Du côté congolais, les attentes restent élevées. Le patronat souhaite que ces échanges débouchent sur une hausse tangible des investissements directs étrangers dès 2024. Les autorités rappellent leur ambition d’atteindre un taux de transformation locale de 25 % des matières premières agricoles d’ici cinq ans.
Atouts régionaux mis en lumière
Les représentants belges s’estiment, eux, séduits par l’accès privilégié du Congo aux marchés de la CEMAC et par la future Zone de libre-échange continentale africaine. « La combinaison d’une main-d’œuvre jeune et d’un positionnement géographique stratégique offre un terreau compétitif », résume Philippe Lust, chef de délégation.
Pour l’analyste économique Irène Nkounkou, la visite témoigne d’un intérêt européen renouvelé pour l’Afrique centrale. Elle estime toutefois que la matérialisation des projets dépendra de la qualité du suivi administratif et de l’amélioration continue du climat des affaires, deux priorités inscrites dans la feuille de route gouvernementale.

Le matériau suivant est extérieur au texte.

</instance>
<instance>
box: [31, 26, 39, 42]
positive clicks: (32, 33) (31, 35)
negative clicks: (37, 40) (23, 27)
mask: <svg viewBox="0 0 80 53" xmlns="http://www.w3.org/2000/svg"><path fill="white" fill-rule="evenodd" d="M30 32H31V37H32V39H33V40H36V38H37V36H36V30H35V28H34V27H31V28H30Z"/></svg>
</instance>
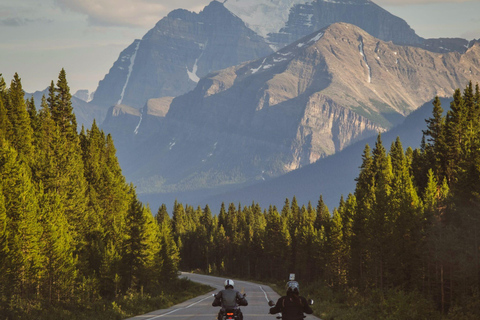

Calendrier de suivi bilatéral
Les organisateurs annoncent la tenue, en décembre, d’un comité mixte pour dresser un premier bilan et préparer une éventuelle mission retour d’entrepreneurs congolais à Bruxelles. Cette programmation, saluée par les deux chancelleries, devrait consolider la dynamique enclenchée et élargir le portefeuille de projets collaboratifs.
À Brazzaville comme à Pointe-Noire, la mission économique belgo-congolaise se veut un « laboratoire d’avenir », selon les mots du ministre du Commerce extérieur. Son ambition finale est de traduire les poncifs diplomatiques en contrats créateurs d’emplois et de valeur ajoutée, inscrivant ainsi un partenariat gagnant-gagnant dans la durée.
Un volet numérique pour la jeunesse
Un volet numérique a aussi été intégré, avec la signature d’un mémorandum visant la formation au code pour 200 jeunes congolais. Financé conjointement par l’Agence wallonne à l’exportation et le ministère congolais du Numérique, le programme démarrera début 2025.